In January, Joe Biden, a seventy-seven-year-old Democrat from the state of Delaware with a four-decade career in the US Senate and two terms as Vice President of the United States under his belt will take the oath of office as President. Joining him in this endeavour will be Kamala Harris, a Californian (born 1964, Oakland) and Senator from the Golden State. Prior to her senatorial term Harris served as Attorney General of California and as San Francisco’s District Attorney. In both cases she was the first woman to do so. On 20 January, Harris will become the first woman to serve as Vice President of the United States.

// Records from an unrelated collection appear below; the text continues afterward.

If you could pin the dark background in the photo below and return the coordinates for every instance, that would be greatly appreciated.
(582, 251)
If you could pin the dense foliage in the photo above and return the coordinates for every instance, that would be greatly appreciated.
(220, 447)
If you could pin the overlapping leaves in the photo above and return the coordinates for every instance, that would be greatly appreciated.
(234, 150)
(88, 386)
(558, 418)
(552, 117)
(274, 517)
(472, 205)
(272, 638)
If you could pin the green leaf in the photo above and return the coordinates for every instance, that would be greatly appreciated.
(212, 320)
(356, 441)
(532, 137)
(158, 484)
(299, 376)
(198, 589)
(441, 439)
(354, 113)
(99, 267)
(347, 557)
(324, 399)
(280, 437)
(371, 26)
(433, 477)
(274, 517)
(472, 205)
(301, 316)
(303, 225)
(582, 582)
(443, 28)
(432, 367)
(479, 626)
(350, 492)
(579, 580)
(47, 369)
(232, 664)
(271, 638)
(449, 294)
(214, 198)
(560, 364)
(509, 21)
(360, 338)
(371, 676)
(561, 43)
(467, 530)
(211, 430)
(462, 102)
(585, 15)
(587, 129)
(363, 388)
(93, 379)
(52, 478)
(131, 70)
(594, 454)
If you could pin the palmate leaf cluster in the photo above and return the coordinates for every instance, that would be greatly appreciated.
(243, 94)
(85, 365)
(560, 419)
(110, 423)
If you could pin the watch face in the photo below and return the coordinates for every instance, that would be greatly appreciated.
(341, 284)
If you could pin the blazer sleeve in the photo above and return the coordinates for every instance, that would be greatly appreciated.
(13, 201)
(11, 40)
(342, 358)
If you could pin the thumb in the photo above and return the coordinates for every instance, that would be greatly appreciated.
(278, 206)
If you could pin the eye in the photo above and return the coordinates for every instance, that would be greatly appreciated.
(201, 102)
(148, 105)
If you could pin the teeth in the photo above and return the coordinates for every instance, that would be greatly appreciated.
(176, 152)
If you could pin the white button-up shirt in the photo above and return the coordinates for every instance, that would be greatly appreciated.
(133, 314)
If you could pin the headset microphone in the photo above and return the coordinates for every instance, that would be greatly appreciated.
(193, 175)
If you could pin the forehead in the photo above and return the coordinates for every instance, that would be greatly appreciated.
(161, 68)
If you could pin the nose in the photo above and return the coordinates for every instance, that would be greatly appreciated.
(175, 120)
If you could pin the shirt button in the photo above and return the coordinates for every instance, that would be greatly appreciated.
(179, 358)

Kamala ran for the Democratic presidential nomination. When she first entered the race, I remember saying to my wife, ‘I think she’s going to win – she’s smart, she’s a cop, she’s Black, she’s South Asian, she’s young, and she’s got… style’. Kamala Harris was my early pick, my favourite. And then, like so many others, as I watched the race unfold, I grew disenchanted – too much of that oily contradiction, too much of that oily complexity. When it was time to vote in the Democratic primary election, Harris wasn’t even on the ticket. She’d ended her campaign three months earlier. But she endorsed Joe Biden. Did I mention that Harris is smart?

I don’t expect amazing things from Biden and Harris. This wasn’t an election of ‘hope’, of ‘yes we can’, of ‘we are the future we have been waiting for’, or any of the other vacant slogans; it’s enough just to have no more MAGA; it’s enough to know that this old man and this middle-aged woman, possessors of august accomplishments and chequered records, are competent and capable – the white blood cells of the American immune system.